Our host waxed philosophical at several points in his story and geometrical at others. Along with lights and AV equipment, Aled picked up a guitar and sang two or three intentionally horrid songs. Visual aids used by Hughes during his tale were similarly cheesy: a clay rabbit, a telephone, and a doll that alternately represented himself and his father in assorted demos.

Actually, two stories weirdly intersected, both dealing with DEATH, the word conveniently projected on the upstage screen as the show began. The main story was really the death of Hugh's father and Hugh's hurried, confused journey to the funeral. Hugh's brief stewardship of a neighbor's rabbit was secondary -- but fatal! -- connecting surreally with the funeral narrative at a key moment.

While it was consistently entertaining to grapple with the question of whether we were dealing with a simpleton or a condescending wise guy, Rabbit hopped over its opportunity to powerfully break through the fourth wall. That could have been accomplished if Hughes had given us a better glimpse of who his father was and the uniqueness of their relationship. Like the geometric diagram on the flip pad helping us to ponder the mystery of his father's last moments on earth, the core of Hughes' confessional remained two-dimensional.

Opera

• Louise -- Composer/librettist Gustave Charpentier's story is simple enough. Our poet hero Julien has written to the father of his dear Louise, beseeching the hand of his darling daughter in marriage. Dad and Mom, both wholesome blue-collar types, despise Julien's unindustrious Bohemian profession almost as much as his raffish Parisian lifestyle. When neither Julien's courtesy nor Louise's ardent entreaties are enough to secure Pappa's blessing, Louise keeps her promise and elopes with her serenading poet -- until she learns from a distraught Mamma that her departure has made Dad gravely ill.

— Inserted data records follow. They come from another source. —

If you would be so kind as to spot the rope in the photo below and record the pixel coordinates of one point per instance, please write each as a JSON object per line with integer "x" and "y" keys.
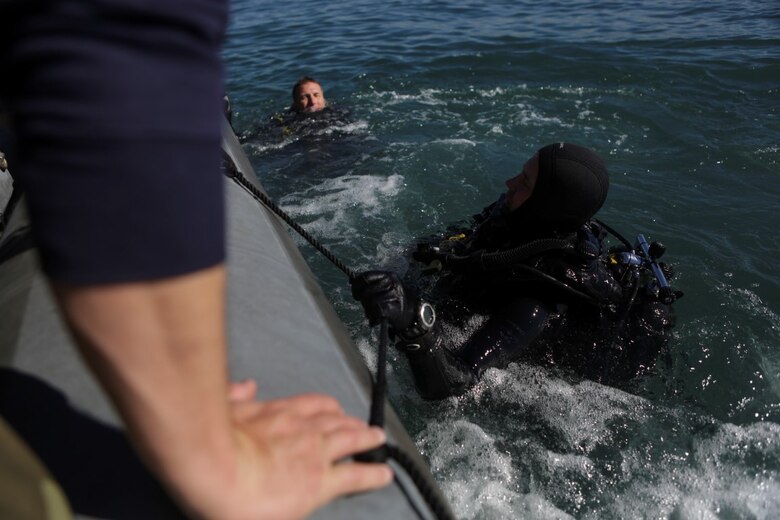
{"x": 379, "y": 391}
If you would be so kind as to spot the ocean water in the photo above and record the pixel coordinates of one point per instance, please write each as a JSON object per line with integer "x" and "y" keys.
{"x": 446, "y": 100}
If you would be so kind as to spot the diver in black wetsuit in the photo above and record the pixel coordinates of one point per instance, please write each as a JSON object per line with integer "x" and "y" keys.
{"x": 537, "y": 264}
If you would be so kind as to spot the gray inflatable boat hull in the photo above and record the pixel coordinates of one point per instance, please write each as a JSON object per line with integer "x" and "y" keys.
{"x": 282, "y": 331}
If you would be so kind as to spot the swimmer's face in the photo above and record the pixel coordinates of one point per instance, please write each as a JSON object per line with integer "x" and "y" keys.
{"x": 520, "y": 187}
{"x": 309, "y": 98}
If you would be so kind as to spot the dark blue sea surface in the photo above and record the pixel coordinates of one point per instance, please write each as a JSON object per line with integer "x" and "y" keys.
{"x": 439, "y": 102}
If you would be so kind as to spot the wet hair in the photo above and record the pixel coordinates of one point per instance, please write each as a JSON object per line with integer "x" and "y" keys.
{"x": 572, "y": 186}
{"x": 300, "y": 83}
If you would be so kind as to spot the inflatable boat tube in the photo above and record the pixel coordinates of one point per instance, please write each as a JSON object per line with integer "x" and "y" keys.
{"x": 282, "y": 331}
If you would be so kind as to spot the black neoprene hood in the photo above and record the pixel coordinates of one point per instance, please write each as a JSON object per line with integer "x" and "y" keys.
{"x": 572, "y": 186}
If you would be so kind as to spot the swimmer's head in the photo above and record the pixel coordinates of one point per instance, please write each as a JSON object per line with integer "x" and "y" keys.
{"x": 308, "y": 96}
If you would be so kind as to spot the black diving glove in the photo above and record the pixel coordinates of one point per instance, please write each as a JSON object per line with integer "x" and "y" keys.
{"x": 383, "y": 295}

Louise's folks still want to possess and dictate to their daughter, but love and the irresistible lure of Paris are victorious.

A thin storyline for a four-act opera, no doubt, and Charpentier isn't nearly as adept at infusing the glamour of Paris into his plot as Puccini's La Boheme, evolved from an Henri Murger novel by a pair of skilled librettists. More annoying is Charpentier's counterintuitive insistence that Louise's parents live in the Paris they despise, close neighbors of the infatuated Julien. So the couple must elope away to their Parisian love nest, but not so far that Mamma cannot easily find them.

That might be a little disorienting to first-time viewers who haven't confirmed these geographical anomalies in a detailed synopsis beforehand -- or perused stage director Sam Helfrich's illuminating program notes. Unfortunately, the Spoleto singers and design team aren't consistently successful in executing Helfrich's concept.

Set designer Andrew Cavanaugh Holland spreads the parents' apartment -- flatly and drably -- across nearly the entire Gaillard Auditorium stage. Then the entire family huddles in wee corner, none visible full face to the audience, around a table barely sufficient for serving cocktails at a sidewalk cafe. To make Louise's homelife even more stifling, bass baritone Louis Otey sings the father's music with an unrelenting mix of gruffness and querulousness, compressing the arc of his development. Barbara Dever gives us a more three-dimensional portrait of the less-sympathetic Mom but without quite the same vocal purity we hear from Otey.